I have some extremely large XML files that I will need to parse through and extract the relevant data into a csv file, essentially performing a partial-flatten on the XML document. The XML file will have a "records tag" where all records are stored. It will look a lot like this, for example:
<persons>
<person id="1">
<firstname>James</firstname>
<lastname>Smith</lastname>
<middlename></middlename>
<dob_year>1980</dob_year>
<dob_month>1</dob_month>
<gender>M</gender>
<salary currency="Euro">10000</salary>
</person>
<person id="2">
<firstname>Michael</firstname>
<lastname></lastname>
<middlename>Rose</middlename>
<dob_year>1990</dob_year>
<dob_month>6</dob_month>
<gender>M</gender>
<salary currency="Dollor">10000</salary>
</persons>
The record tag here is 'person', and the resulting transformation into CSV would look like this:
_id, dob_month, dob_year,firstname,gender,lastname, middlename salary
1,1,1980, James,M,Smith,,{"_VALUE":10000,"_currency":"Euro"}
2,6,1990, Michael M,, Rose,{"_VALUE":10000,"_currency":"Dollor"}
This might be incorrect - I quickly typed it - but you get the idea.
There are some constraints to keep in mind:
- The file is very large - 1GB+ - so I can't load this into memory.
- I should only read this once.
- (obvioulsy) data cannot be lost or incorrect.
Okay, so I currently have a parser that will transform a simple XML file into a csv given a "ROWTAG", which is the tag that has the records in it (person in this example). You can see it here.
But there are some limitations on it. I know how to fix/address most of them, but there are two that I have that I can't figure out without breaking the constraints.
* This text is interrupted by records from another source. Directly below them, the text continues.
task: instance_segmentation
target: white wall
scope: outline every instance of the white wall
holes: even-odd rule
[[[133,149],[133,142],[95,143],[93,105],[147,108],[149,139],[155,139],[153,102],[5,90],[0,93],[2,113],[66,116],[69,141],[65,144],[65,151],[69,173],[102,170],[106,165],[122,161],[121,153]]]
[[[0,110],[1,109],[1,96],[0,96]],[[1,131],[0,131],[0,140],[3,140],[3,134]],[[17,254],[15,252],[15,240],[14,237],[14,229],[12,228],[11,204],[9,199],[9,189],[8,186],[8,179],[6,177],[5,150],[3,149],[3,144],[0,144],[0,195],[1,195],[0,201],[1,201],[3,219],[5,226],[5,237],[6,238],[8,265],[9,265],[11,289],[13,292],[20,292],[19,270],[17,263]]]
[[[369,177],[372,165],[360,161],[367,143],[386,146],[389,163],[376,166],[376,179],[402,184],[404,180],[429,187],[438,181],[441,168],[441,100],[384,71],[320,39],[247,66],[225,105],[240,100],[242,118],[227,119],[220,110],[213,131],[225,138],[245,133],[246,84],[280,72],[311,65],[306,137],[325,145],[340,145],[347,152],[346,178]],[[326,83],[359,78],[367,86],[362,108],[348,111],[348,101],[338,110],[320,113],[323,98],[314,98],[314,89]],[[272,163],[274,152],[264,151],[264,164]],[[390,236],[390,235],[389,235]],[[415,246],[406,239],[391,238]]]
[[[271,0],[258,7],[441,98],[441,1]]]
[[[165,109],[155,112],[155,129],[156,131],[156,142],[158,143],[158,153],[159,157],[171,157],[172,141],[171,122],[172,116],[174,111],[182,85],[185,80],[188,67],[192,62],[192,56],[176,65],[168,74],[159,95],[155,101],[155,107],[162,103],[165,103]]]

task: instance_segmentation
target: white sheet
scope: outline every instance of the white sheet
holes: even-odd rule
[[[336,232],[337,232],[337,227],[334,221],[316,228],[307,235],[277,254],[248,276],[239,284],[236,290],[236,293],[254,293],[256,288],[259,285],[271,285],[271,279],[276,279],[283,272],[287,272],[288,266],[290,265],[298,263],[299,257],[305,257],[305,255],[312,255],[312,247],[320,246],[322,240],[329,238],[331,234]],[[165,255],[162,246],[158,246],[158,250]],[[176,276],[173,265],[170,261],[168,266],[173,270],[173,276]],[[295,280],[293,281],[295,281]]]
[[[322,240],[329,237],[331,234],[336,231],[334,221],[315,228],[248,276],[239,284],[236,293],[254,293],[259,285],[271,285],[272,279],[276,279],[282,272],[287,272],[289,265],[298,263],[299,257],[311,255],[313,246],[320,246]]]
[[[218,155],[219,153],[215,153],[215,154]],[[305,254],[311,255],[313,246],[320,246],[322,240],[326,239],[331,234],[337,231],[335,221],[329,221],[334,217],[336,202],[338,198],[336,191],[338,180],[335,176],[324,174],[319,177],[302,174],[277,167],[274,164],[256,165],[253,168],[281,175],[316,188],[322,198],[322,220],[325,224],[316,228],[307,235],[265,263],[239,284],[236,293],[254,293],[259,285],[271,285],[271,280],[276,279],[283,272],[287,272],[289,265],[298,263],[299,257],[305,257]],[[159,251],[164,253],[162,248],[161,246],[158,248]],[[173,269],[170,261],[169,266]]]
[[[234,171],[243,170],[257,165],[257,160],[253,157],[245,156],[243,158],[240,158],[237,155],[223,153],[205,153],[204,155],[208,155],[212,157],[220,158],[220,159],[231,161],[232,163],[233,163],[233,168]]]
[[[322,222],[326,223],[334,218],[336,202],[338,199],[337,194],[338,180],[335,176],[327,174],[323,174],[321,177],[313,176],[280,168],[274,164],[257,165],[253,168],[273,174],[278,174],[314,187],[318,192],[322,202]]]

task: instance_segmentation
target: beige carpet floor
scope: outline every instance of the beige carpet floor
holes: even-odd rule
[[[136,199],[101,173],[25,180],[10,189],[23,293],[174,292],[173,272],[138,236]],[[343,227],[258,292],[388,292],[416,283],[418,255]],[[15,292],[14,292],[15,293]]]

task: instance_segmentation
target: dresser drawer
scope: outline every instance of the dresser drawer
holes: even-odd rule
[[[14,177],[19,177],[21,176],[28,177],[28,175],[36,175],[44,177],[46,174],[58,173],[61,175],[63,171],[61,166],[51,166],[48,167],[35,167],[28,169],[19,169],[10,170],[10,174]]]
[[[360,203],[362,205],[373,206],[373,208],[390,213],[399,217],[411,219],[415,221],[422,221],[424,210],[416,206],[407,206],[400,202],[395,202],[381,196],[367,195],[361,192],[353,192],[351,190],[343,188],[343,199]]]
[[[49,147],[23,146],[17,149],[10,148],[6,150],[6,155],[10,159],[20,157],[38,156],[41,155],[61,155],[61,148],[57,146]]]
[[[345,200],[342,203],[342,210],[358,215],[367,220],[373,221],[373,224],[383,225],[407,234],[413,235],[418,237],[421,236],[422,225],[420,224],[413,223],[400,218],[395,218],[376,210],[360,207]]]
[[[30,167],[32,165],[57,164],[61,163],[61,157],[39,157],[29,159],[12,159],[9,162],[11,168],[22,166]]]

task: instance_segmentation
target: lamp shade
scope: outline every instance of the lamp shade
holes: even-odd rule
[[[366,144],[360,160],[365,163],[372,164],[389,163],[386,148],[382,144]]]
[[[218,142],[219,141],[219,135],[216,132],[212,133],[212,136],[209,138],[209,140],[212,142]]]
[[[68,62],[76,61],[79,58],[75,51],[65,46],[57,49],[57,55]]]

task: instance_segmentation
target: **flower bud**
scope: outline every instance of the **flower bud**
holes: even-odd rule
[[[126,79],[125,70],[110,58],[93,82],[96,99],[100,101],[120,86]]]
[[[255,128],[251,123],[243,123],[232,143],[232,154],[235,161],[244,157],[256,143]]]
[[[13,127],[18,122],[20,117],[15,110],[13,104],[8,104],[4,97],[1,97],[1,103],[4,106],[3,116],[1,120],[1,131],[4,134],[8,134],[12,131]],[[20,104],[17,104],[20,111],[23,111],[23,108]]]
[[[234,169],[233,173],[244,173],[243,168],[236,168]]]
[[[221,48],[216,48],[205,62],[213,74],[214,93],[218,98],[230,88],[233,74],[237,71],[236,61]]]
- Based on how the parser is implemented, the order of the tags matter. Let us say I had an xml file that look like this:
<person id="1">
<firstname>James</firstname>
<middlename></middlename>
<lastname>Smith</lastname>
</person>
<person id="2">
<firstname>Michael</firstname>
<lastname>Jordan</lastname>
<middlename>Rose</middlename>
</person>
The middlename in the first record tag comes second, and in the second record comes third. This would result in a CSV file that looks like this:
firstname,middlename,lastname
James,,Smith,
Michael,Jordan,Rose
Michael's name was recorded as Michael Jordan Rose, when it should be Michael Rose Jordan.
- If attributes are added, removed, or changed, the program does not reflect that. This is because the program only looks at the tags from the first record element, and does not care about the tags in the next elements (as was illustrated in example one).
Let us take this example:
<person id="1">
<firstname>James</firstname>
<middlename></middlename>
<lastname>Smith</lastname>
</person>
<person id="2">
<firstname>Michael</firstname>
<lastname>Jordan</lastname>
<middlename>Rose</middlename>
<dob>1/10/11</dob>
</person>
The resulting CSV would look like this:
firstname,middlename,lastname
James,,Smith,
Michael,Jordan,Rose, 1/10/11
This is a big problem, of course, and it must be solved.
My sort of solution
Before I get to the solution, I'm going to summarize very quickly how exactly the program works. The parser moves through the XML document and everytime it encounters a tag, it spits that back to my program. My program has a "rowTag" that, as I've explained, the program looks for. Once it is encountered, my program starts looking at all the tags and values inside of this rowTag and saves them inside a StringBuilder. It will them dump that information when it encounters the end rowTag. During the first iteration, it will also save all the headers it encounters, then before it dumps the values of the records once the end tag is reached, it will first dump the headers.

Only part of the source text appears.